Ed - Will be good to know the performant way to do it.
I normaly just follow this method:
https://support.microsoft.com/en-us/help/139444/how-to-remove-duplicate-rows-from-a-table-in-sql-server
July 19, 2017 at 1:33 pm
With that level of duplicates, and no foreign keys, easiest is probably to SELECT DISTINCT * INTO <new table> FROM ..., then drop (or rename) the original table, rename the new one to take its place
Gail Shaw
Microsoft Certified Master: SQL Server, MVP, M.Sc (Comp Sci)
SQL In The Wild: Discussions on DB performance with occasional diversions into recoverability
July 19, 2017 at 1:45 pm
Gail and bmg's option 4 is exactly right - you have so many duplicates that it would be much faster to do what she said.
For next time, if you can't prevent the duplicates from getting into the table in the first place, here's an approach to de-dupe it before it gets this bad. First, using your table definition, I'll create a test table to work with. You don't want to do this with your real table.
--Create the table for testing
IF OBJECT_ID('dbo.TestDelete', 'u') is not null drop table dbo.TestDelete;
CREATE TABLE [dbo].[TestDelete](
[ExecutionId] [uniqueidentifier] NOT NULL,
[ServerId] [smallint] NULL,
[ApiResult] [nvarchar](50) NULL,
[StartTimeId] [datetime2](0) NOT NULL,
[EndTimeId] [datetime2](0) NOT NULL,
[FlowName] [nvarchar](300) NOT NULL,
[Initiator] [nvarchar](500) NOT NULL,
[ApiName] [nvarchar](300) NOT NULL,
[MethodName] [nvarchar](300) NOT NULL,
[Duration] [decimal](11, 3) NULL,
[OrganisationalUnitId] [int] NULL);
--Create some test data to use for testing - 100K rows ought to do it
WITH cte AS (
SELECT N
FROM (VALUES(1), (2), (3), (4), (5), (6), (7), (8), (9), (10)) x (N)
),
cteTally AS (
SELECT N = ROW_NUMBER() OVER(ORDER BY (SELECT NULL))
FROM cte t
CROSS JOIN cte t2
CROSS JOIN cte t3
CROSS JOIN cte t4
CROSS JOIN cte t5
)
INSERT INTO dbo.TestDelete(ExecutionID, ServerID, ApiResult, StartTimeID, EndTimeID,
FlowName, Initiator, ApiName, MethodName, Duration, OrganisationalUnitID)

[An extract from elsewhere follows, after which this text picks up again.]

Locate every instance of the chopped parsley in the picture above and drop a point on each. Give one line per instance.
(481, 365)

SELECT ExecutionID, ServerID, ApiResult, StartTimeID, EndTimeID,
FlowName, Initiator, ApiName, MethodName, Duration, OrganisationalUnitID
FROM (VALUES(NEWID(), 1, 'Result', getdate(), getdate(),
'Flow', 'Initiator', 'API Name', 'Method', 0, 14)

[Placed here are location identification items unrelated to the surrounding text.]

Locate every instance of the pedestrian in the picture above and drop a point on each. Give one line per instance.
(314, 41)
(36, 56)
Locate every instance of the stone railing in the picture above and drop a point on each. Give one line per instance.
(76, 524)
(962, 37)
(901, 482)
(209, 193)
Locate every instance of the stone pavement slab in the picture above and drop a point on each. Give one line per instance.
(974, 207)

) x (ExecutionID, ServerID, ApiResult, StartTimeID, EndTimeID,
FlowName, Initiator, ApiName, MethodName, Duration, OrganisationalUnitID)
CROSS APPLY cteTally;
--Update the table so that 10% of the ExecutionId values are the same
WITH cteRows AS (
SELECT RN = ROW_NUMBER() OVER(ORDER BY ExecutionId), ExecutionId
FROM dbo.TestDelete
)
UPDATE cteRows
SET ExecutionId = 'A2AB8B9C-E7FE-4FF1-B46E-4D60971993B7'
WHERE RN % 10 = 0;
--Now confirm that we actually have 10K duplicate values
SELECT ExecutionId, COUNT(*)
FROM dbo.TestDelete
GROUP BY ExecutionId
HAVING COUNT(ExecutionId) > 1;
You've now confirmed that there are duplicates in the table. After you meet with the owner of the data, they decide that they only want to de-dupe on ExecutionId and keep the one row with the most recent StartTimeId. You can use the ROW_NUMBER windowing function to assign a row number to each individual ExecutionId. Each one is called a partition. To de-dupe, simply delete the ones where the row number is greater than 1.
--De-dupe the table based on ExecutionId only, keeping the most recent StartTimeId
WITH cte AS (
SELECT ExecutionId, RN = ROW_NUMBER() OVER(PARTITION BY ExecutionID ORDER BY StartTimeId DESC)
FROM dbo.TestDelete
)
DELETE FROM cte
WHERE RN > 1;
To see which ones would be deleted without deleting them, simply change the DELETE FROM to a SELECT * to query them.
This approach is also very flexible and doesn't rely on concatenation of values with different data types. If, for example, they decide they want to de-dupe by ExecutionId and ServerId and ApiResult and keep the one with the oldest EndTimeId, simply change the delete statement to this:
WITH cte AS (
SELECT ExecutionId, RN = ROW_NUMBER() OVER(PARTITION BY ExecutionID, ServerId, ApiResult ORDER BY EndTimeId)
FROM dbo.TestDelete
)
DELETE FROM cte
WHERE RN > 1;
The key to identifying the duplicates in the ROW_NUMBER function is to PARTITION BY all the columns that identifies a row as being a dupe and ORDER BY the column that sorts the one you want to keep to the top of each partition. I hope this helps.